满穗只是挽着我的胳膊看着从天而降的麦粒。
我该说些什么,又该做些什么?
我也望着从天而降的麦粒,似乎这些已经不重要了,数不尽的粮食给我的欣喜在兑现的同时也就消失了,反正我和满穗也吃不完。
我现在想要什么呢,我又看向了满穗,看着她头发下若隐若现的耳朵,看着她的侧脸,看着她长长的睫毛,看着她不知何时整理好的一袭蓝衣。
麦粒越是堆积着,越给我一种割裂的感觉,我好像是被这个世上排挤的,我什么都做不到。
从悬崖上下来的时候是,吃麦粒的时候是,到现在看着漫天的麦粒也是,我虽身处其中,却也什么都没做。
随着麦粒的坠落接近尾声,我已经被高耸的,由麦粒组成的山脉给包围起来,深处的环境都变的阴暗了。
我似乎有陷入了无能为力当中,面前的麦堆,绝非我可以轻易跨越的,我要从这里出去至少得一个月,或是一年?
我只能再看着身旁的满穗,不知道该哭还是该笑。
“咱们怎么出去。”我问了满穗,我相信她能带我出去,那种确定感与我不相信自己能出去是一致的。
-“良爷想出去啦?”
“也不是,我只是有点害怕被困在这里面。”
-“不会的。”她温柔的回应着我,同时侧过身来缓缓的不断拍打起了我的背部。
我只觉得难为情,我往旁边挪了挪,想摆脱她对我做的莫名奇妙的动作。
“没事的。”满穗察觉到了我的躲闪,又开始安慰起了我。
-“你又知道什么?”我反过去质问着满穗,我已经开始忍受不了这种近距离的相处,只想离开,然后一个人呆着。
“在害怕吧。”
-“......”她说的没错,我在害怕,可是她越这么看穿着我,我就越难摆脱这种恐惧。
“我没有。”
“没事的。”满穗慢慢站起身,在我还没弄懂即将要发生什么的时候,便陷入了一片黑暗当中。
她把我的头抱在怀里,缓缓的用手抚摸着我的头,黑暗中软绵绵的触感让我怀疑面前的人是谁,满穗应该很瘦来着?
难道是满穗吃饱了长胖了?
突如其来的怀抱并没有让我感受到平静,反而是更加的紧绷,现在发生的一切一切都让我感受到不可思议的。
我和你很熟么?为什么会这么的亲密。
我是幻想过这番场景的,幻想过两人的亲密无间,但这真正到来时我却想退缩。
如果这是小崽子,那她是在做多么大逆不道的事情;如果她不是小崽子,她又是谁?
我思索着,身体却在僵着。
“你在怕什么呀?”满穗的声音变得颤抖了起来,一度让我怀疑她是不是在自言自语。
但她依旧轻抚着我的头。
“你在怕什么吗?”我问着她。
“我在怕你的怕。

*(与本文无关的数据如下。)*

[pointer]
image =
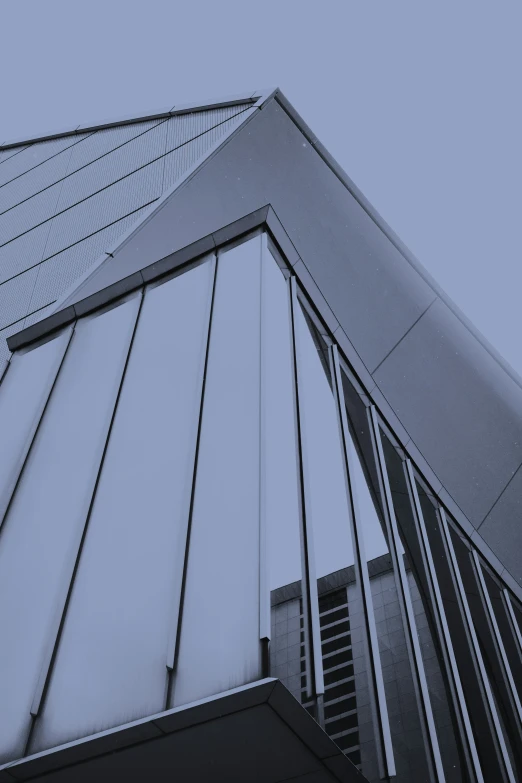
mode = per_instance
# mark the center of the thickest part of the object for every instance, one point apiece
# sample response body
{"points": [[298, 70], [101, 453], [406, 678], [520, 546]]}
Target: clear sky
{"points": [[418, 101]]}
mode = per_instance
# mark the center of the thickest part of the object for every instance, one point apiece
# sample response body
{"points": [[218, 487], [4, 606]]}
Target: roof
{"points": [[453, 403], [162, 113]]}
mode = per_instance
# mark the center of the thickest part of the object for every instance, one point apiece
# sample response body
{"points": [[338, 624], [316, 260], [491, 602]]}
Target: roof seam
{"points": [[65, 149], [155, 160], [247, 98], [66, 176], [43, 260]]}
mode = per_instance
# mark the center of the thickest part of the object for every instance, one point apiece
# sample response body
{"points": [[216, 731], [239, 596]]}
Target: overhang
{"points": [[257, 733]]}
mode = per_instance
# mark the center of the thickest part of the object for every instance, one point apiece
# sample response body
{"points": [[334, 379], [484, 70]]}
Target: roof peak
{"points": [[164, 112]]}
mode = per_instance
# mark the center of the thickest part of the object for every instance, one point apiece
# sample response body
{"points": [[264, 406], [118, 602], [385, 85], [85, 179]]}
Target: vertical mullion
{"points": [[264, 587], [178, 595], [178, 568], [7, 499], [495, 632], [426, 713], [484, 680], [76, 552], [515, 628], [4, 368], [459, 702], [315, 683], [386, 758]]}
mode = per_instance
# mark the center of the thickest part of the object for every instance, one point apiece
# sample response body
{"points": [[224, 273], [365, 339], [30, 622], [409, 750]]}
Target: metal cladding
{"points": [[66, 201], [252, 440], [454, 401]]}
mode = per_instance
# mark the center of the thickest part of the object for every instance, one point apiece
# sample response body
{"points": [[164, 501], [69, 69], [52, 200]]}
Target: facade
{"points": [[260, 481]]}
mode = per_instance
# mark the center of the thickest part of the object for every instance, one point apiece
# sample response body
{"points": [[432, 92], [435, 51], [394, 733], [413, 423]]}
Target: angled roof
{"points": [[453, 403], [67, 197]]}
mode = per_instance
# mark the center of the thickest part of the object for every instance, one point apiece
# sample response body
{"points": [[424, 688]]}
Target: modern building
{"points": [[260, 480]]}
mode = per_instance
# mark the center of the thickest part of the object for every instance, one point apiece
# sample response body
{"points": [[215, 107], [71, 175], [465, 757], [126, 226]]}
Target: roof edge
{"points": [[179, 261], [410, 257], [163, 113]]}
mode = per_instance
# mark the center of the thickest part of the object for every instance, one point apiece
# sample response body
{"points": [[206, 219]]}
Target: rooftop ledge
{"points": [[258, 732]]}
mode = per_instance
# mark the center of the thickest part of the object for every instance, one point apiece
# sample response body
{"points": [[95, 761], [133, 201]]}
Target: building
{"points": [[346, 717], [259, 477]]}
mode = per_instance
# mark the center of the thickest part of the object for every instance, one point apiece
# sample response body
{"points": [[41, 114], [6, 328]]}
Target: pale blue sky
{"points": [[418, 101]]}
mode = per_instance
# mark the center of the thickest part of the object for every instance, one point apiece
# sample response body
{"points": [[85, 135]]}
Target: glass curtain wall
{"points": [[206, 496]]}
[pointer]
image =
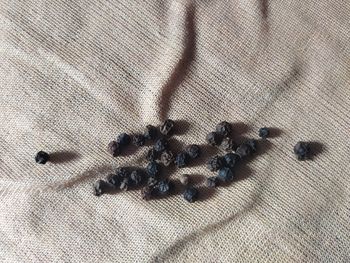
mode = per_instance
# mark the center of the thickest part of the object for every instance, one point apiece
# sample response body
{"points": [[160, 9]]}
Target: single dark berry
{"points": [[182, 159], [42, 157], [138, 140], [164, 187], [146, 192], [153, 169], [167, 128], [114, 148], [212, 182], [225, 174], [167, 158], [161, 145], [152, 155], [302, 150], [151, 133], [101, 187], [123, 139], [214, 139], [136, 177], [244, 150], [184, 179], [231, 160], [224, 128], [264, 132], [191, 194], [193, 151], [227, 145], [215, 163]]}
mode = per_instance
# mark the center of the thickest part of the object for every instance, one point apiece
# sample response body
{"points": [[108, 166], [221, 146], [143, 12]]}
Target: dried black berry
{"points": [[123, 139], [153, 169], [138, 140], [42, 157], [225, 174], [101, 187], [191, 194], [264, 132], [193, 151], [224, 128], [167, 158], [182, 159], [227, 144], [212, 182], [164, 187], [136, 177], [151, 133], [215, 163], [302, 150], [214, 139], [231, 160], [146, 192], [161, 145], [114, 148], [184, 179], [152, 155], [167, 127]]}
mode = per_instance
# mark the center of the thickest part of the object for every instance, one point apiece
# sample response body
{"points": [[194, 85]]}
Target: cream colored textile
{"points": [[76, 73]]}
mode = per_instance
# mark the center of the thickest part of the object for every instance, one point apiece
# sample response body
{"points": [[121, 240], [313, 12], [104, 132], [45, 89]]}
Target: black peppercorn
{"points": [[136, 177], [150, 133], [224, 128], [212, 182], [152, 155], [264, 132], [191, 194], [167, 128], [193, 151], [214, 139], [231, 160], [114, 148], [161, 145], [225, 174], [302, 150], [42, 157], [215, 163], [101, 187], [227, 144], [167, 158], [182, 159], [138, 140], [123, 139], [153, 169]]}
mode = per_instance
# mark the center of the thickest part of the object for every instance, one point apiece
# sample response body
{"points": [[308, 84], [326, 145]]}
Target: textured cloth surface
{"points": [[74, 74]]}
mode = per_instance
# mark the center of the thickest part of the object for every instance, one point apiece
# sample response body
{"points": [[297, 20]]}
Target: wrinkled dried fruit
{"points": [[167, 158], [215, 163], [42, 157], [182, 159], [114, 148], [167, 128], [150, 133], [302, 150], [224, 128], [225, 174], [161, 145], [231, 160], [123, 139], [191, 194], [193, 151], [212, 182], [264, 132], [214, 139]]}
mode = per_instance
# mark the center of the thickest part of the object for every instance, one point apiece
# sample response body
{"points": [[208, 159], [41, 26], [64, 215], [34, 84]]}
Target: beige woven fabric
{"points": [[76, 73]]}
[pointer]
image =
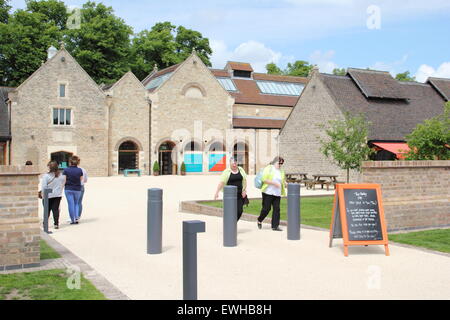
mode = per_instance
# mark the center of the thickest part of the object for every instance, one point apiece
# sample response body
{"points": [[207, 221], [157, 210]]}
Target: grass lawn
{"points": [[47, 252], [314, 211], [438, 240], [45, 285]]}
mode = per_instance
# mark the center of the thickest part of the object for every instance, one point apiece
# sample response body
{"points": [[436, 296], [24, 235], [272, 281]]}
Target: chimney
{"points": [[51, 52]]}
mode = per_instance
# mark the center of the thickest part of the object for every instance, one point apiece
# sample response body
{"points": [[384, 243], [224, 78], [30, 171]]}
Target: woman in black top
{"points": [[235, 176]]}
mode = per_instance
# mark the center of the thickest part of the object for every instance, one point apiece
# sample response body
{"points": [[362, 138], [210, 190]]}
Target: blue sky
{"points": [[386, 35]]}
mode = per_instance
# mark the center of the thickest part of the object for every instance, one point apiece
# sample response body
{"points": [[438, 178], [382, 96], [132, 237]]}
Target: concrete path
{"points": [[265, 266]]}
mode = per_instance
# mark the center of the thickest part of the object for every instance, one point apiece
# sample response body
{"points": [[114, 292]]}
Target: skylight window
{"points": [[228, 84], [280, 88], [155, 83]]}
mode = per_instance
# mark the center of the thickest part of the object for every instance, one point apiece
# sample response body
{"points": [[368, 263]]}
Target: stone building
{"points": [[186, 113], [393, 108]]}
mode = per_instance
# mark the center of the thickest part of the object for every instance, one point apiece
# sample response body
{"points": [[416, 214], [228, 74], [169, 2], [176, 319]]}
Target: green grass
{"points": [[438, 240], [45, 285], [47, 252], [314, 211]]}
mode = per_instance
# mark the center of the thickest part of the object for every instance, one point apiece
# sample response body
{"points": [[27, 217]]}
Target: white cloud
{"points": [[323, 60], [253, 52], [426, 71]]}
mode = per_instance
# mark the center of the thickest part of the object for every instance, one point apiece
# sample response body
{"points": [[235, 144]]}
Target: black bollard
{"points": [[45, 194], [294, 212], [230, 216], [190, 230], [154, 221]]}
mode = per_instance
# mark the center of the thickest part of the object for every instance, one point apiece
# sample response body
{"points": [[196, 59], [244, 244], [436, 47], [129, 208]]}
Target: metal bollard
{"points": [[230, 216], [190, 230], [294, 216], [45, 194], [154, 221]]}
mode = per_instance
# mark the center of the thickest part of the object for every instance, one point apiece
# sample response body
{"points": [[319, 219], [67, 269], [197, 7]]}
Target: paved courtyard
{"points": [[265, 266]]}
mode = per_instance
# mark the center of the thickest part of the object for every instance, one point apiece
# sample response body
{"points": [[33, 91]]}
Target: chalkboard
{"points": [[358, 216], [363, 215]]}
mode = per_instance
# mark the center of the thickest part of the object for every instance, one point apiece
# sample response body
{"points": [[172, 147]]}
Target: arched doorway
{"points": [[217, 158], [62, 157], [241, 154], [166, 159], [128, 156], [193, 157]]}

”她答着我。
“你在说什么啊?我哪怕了?”我使劲推开了她,再次大声的问她,尝试着摆脱这种不舒服的感觉。
我这才看到她眼睛变得红了起来,似乎有眼泪在眼中打转,但她努力的没有让眸中的光亮掉落。
我是不是做的太过分了,明明满穗一直在努力的安慰我。
“对不起。”先前的恐惧转眼间被推开满穗的愧疚取代。
“你在难过么?”满穗又看穿了我,关切的问着。
不知道是不是恐惧过了头,刚刚紧绷的身体已经软了下来,不想再抵抗了。
“我在难过你的难过。”我用了刚刚满穗答复我的说法又答复了她。
现在想想她说的也没问题,我会因为看到带给一个人的难过而难过。
可能她比我想的看的更透彻,她感觉到了她给我带来了很多害怕的东西,因此她也有些无所适从的害怕。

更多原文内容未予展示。